The announcement of expansion comes at a time when the airline industry is contracting. Southwest has been on a cautious and slow expansion track, focusing more on filling in gaps between its current cities than opening new markets. The new service comes after one of the most difficult summers for the airline industry. “It is a wild time” for us, Kelly said. “We’ve got to get our revenues per departure up. . . . Our costs have gone up. I don’t see costs going back down.” Even so, he said, “if you take out fuel, our unit costs are way below the legacy carriers.”
Minneapolis represents a “true, new addition to our route system, so we have no risk of cannibalizing other markets.” The small launch (only one destination from MSP) will allow Southwest to build brand awareness in the Twin Cities, Kelly said. One reporter asked if it was a shot across the bow of the Delta-Northwest merger, but Kelly denied that. “The Delta-Northwest merger has nothing to do with our choice of Minneapolis. The opportunity to add a new market, more customers, more profits, is what it’s all about.” Southwest will serve the Humphrey Terminal, the smaller, newer terminal home to all the non-SkyTeam airlines at MSP.
Kelly also said that Southwest is in a strong position in the industry. “The brand is very strong. Our brand recognition is not only healthy, but it is improving, and it is arguably the best.” He cited a survey that reinforced these findings, even after “the difficulties we faced with the FAA this spring.”

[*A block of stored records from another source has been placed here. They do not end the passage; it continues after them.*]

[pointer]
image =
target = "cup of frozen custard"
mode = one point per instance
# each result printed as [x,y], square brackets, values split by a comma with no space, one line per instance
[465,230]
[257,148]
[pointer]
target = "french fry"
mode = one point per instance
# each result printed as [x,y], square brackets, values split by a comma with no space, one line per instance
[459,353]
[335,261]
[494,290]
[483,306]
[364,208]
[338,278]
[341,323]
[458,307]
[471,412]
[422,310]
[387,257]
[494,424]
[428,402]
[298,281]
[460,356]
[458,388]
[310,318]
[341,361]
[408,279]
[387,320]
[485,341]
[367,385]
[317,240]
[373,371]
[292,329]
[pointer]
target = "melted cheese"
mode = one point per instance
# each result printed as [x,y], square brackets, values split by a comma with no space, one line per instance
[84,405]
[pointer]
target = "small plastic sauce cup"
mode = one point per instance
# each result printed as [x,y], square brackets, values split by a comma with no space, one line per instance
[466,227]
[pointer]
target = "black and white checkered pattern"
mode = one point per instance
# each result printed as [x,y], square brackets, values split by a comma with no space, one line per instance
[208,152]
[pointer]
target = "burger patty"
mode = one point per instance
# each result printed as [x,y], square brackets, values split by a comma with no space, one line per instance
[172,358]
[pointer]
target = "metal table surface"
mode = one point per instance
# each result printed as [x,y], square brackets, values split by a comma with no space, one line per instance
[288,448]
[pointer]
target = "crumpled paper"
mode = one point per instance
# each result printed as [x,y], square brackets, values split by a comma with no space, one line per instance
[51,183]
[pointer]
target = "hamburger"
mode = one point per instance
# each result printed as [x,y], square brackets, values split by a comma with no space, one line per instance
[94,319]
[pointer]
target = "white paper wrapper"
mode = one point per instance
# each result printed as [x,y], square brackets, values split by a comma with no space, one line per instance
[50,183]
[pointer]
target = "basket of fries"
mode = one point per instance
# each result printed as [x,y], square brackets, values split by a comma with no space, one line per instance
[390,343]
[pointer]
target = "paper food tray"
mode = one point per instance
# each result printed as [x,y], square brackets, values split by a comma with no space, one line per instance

He also cited Southwest’s prudential track record: “In the toughest decade in the history of aviation, we’ve made money not just every year, but every single quarter, even in the first quarter after 9/11. . . . We were prepared for [the current financial crisis], just like we were prepared for 9/11, just like wer were prepared for the first Gulf War.” In the current situation, Kelly said, “there is plenty of opportunity for Southwest Airlines to expand.”
- With respect to a potential competition from foreign carriers through an open skies agreement with Europe that might allow foreign ownership or cabotage, Kelly said that “the devil’s in the details,” but in general, he welcomed the competition: “We’re all about competition, and all about access.” He added that Southwest would be able to compete through its soon-to-begin codesharing to international destinations.
- When asked about the FAA penalty that is being negotiated, Kelly said: “We are most interested in sitting down with the FAA and reaching a settlement on that civil penalty. . . . Nothing more to report.”